I remember my kindergarten times as wild, colorful and with no boundaries. A place where creativity and individuality were welcome and supported.
School changed everything. I somehow must have gotten a sense of what visiting school is about because my parents told me that I never wanted to go there. I wasn’t excited about it like other kids were. That was the time when I started to become quieter. A teacher once called me a ‘daydreamer’ because I was looking out of the window a lot.I got criticized at school for not being good at all the important subjects. And being good at Art, Music and Sports only brought me some tired smiles. I am a sensitive person and as a Kid, I got it all wrong and thought I’m not good enough as a person. Puberty made it even worse because when I found out that my desire for other boys was called homosexuality and doesn’t fit the average picture society is expecting it only fed my worries and anxiety. When my classmates found out that I was gay I got bullied but I tried to stay strong and wrote love letters to boys I liked and opened my heart. Unfortunately I never became a positive reaction.
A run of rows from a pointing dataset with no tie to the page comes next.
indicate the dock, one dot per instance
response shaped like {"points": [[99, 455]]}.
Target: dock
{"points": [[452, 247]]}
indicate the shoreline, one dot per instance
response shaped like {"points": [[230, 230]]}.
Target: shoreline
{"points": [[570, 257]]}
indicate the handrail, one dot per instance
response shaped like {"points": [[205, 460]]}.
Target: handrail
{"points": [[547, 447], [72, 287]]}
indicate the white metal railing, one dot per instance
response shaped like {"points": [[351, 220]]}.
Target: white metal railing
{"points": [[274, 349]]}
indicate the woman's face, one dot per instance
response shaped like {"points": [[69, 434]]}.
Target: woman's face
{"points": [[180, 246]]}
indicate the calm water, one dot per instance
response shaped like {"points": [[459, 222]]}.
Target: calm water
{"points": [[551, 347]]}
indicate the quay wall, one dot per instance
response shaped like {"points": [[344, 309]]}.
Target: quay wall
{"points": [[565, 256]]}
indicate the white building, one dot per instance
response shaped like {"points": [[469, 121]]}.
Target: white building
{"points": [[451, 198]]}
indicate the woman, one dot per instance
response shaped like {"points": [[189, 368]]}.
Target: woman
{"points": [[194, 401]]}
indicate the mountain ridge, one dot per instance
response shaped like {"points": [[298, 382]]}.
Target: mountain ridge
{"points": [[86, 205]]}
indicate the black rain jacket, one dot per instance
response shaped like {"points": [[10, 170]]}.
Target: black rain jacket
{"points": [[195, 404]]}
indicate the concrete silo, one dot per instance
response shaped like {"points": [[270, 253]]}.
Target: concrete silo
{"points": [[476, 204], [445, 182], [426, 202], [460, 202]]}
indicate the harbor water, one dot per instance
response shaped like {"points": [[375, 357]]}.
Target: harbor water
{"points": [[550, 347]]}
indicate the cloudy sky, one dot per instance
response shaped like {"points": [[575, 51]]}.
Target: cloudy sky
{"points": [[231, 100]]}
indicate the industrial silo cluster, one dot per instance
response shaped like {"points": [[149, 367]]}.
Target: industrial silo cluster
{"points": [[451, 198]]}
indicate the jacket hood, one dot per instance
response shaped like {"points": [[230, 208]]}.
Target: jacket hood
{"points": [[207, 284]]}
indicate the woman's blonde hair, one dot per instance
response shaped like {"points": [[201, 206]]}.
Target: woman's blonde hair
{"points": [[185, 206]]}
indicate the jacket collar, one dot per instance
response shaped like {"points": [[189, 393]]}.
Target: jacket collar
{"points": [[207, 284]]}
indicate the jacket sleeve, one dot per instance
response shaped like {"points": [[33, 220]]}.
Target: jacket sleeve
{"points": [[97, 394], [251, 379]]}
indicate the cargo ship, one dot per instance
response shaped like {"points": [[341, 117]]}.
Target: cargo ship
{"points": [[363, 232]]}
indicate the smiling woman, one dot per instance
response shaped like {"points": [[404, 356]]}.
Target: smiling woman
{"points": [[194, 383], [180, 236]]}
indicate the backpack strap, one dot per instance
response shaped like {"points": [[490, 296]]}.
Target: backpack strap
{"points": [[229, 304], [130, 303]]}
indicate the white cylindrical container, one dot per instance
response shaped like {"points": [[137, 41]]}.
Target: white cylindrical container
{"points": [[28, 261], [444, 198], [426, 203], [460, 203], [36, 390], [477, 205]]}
Later on at university, I was still unsure about my Identity and drowned my loneliness and sorrows in alcohol, drugs, and cigarettes. Until I had a big Accident that almost made me lose my Life. That was the point when I started to realize that I needed to change something fundamentally. Thanks to some good friends I found some professional help that showed me that I need to focus on my no.1 topic in my life, my identity, and with that, of course, my sexual identity which is my homosexuality. Which I found out was one of the best things in my life. I believe that as a homosexual we need to go the extra mile to accept who we are. We are a minority. We live in a heterosexual world. If we want to live in a world that fits OUR reality we need to make it!
I’m still shy if I meet strangers but as soon as there is a certain trust I finally can open up and show a bit more of who I really am again. And that feels amazing. The shyness will probably stay but the threshold becomes smaller step by step. Also focusing on my art and expressing myself through it helps me cope with my issues, win back trust in myself and become proud of who I am again, a loveable person.